Remembering

Posted on Posted in Exodus

Have you ever noticed how easy it is to forget things? Most of the time, the here and now consumes us, so we spend little time reflecting and remembering the past. After all, the past is in the past, right? 

Yet some things are very important for us to remember. For instance, anniversaries are important to remember. It’s not just for staying out of the doghouse, but for remembering there was a certain day and time in the past when we made vows, and today, in the present, we are still obligated to keep them.

So we work to remember because some of our past has shaped who we are today. Our birthday’s made us someone’s children, and the birth of our children made us parents, and then grandparents. So we remember these days, because these days made us.

Exodus 13 is about remembering such things, “Then Moses said to the people, “Remember this day in which you came out from Egypt, out of the house of slavery, for by a strong hand the Lord brought you out from this place. No leavened bread shall be eaten.” (Exodus 13:3)

Through the consecration of their firstborn child, and the celebration of the Feast of Unleavened Bread, God was calling His people to remember their past, because forgetting it would mean forgetting themselves.

So what exactly did God want them to remember? He wanted them to remember they were a redeemed people! They had a rescue story in their past, a story where God had redeemed them from slavery and made them His own. For Israel, their past was part of their present identity. For they weren’t just a people, they were the redeemed people of the Lord.

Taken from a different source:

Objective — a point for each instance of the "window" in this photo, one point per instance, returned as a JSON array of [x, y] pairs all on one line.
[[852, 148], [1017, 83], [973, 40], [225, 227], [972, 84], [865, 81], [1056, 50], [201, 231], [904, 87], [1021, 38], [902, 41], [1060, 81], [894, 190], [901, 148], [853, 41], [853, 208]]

For all the same reasons, the Church need to remember as well. We need to remember that we too have a redemption story in our past. In the past, Jesus Christ lived the life we should have lived, and died the death we should have died. In the past event of the cross, Jesus traded places with us so that we could trade places with Him. He took our sin so that we could have His righteousness.

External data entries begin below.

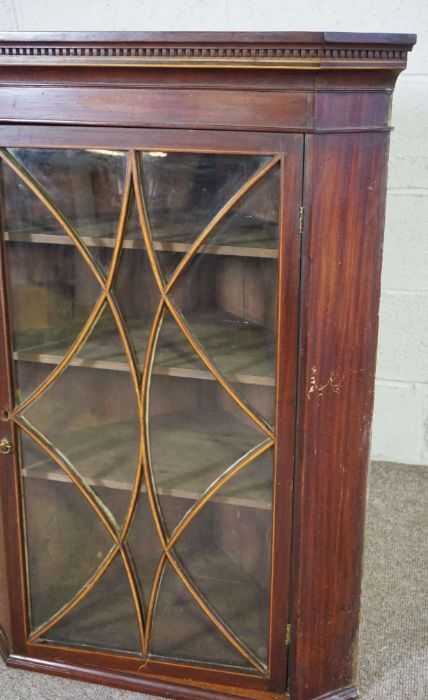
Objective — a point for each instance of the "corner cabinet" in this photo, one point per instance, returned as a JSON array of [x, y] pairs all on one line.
[[191, 248]]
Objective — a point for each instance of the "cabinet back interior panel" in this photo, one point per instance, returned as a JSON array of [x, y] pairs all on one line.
[[186, 220]]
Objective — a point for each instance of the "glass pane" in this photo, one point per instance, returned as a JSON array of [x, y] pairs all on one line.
[[183, 192], [51, 289], [65, 539], [86, 185], [182, 631], [230, 302], [89, 413], [221, 550], [105, 619], [196, 431]]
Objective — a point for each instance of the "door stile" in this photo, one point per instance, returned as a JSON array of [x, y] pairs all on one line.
[[286, 391], [290, 149], [13, 600]]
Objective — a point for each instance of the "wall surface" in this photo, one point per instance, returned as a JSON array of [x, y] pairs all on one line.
[[400, 431]]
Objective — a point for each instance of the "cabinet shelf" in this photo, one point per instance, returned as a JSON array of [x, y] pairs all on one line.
[[256, 245], [110, 447], [238, 347]]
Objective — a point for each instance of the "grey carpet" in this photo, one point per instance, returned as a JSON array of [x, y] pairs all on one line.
[[393, 637]]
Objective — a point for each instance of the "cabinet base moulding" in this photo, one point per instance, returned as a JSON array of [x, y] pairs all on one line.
[[165, 688]]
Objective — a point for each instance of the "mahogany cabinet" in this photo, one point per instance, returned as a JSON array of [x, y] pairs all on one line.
[[190, 268]]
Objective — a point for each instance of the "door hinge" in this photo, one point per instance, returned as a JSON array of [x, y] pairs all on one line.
[[301, 219]]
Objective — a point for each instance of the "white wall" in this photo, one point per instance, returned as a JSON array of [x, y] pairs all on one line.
[[400, 431]]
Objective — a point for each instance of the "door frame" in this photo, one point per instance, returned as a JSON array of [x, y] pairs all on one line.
[[106, 666]]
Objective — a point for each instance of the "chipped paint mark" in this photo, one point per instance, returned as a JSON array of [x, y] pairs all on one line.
[[333, 382]]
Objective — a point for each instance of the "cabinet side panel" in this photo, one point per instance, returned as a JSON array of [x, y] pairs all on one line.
[[345, 182]]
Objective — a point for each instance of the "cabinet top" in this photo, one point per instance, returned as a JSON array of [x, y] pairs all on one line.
[[287, 50]]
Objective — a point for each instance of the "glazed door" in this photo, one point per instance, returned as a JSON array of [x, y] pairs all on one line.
[[152, 287]]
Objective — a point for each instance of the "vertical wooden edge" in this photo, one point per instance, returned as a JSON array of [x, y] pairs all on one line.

Therefore, we must remember who we are by remembering our past. Remembering that we are no longer slaves to sin in Adam, but remembering we are now slaves to righteousness in Jesus. We are no longer sinners under God’s wrath, but saints under His love.

So don’t forget the past thing Jesus did for you on the cross, because forgetting that past event will cause you to forget who you are now, and who you are becoming forevermore.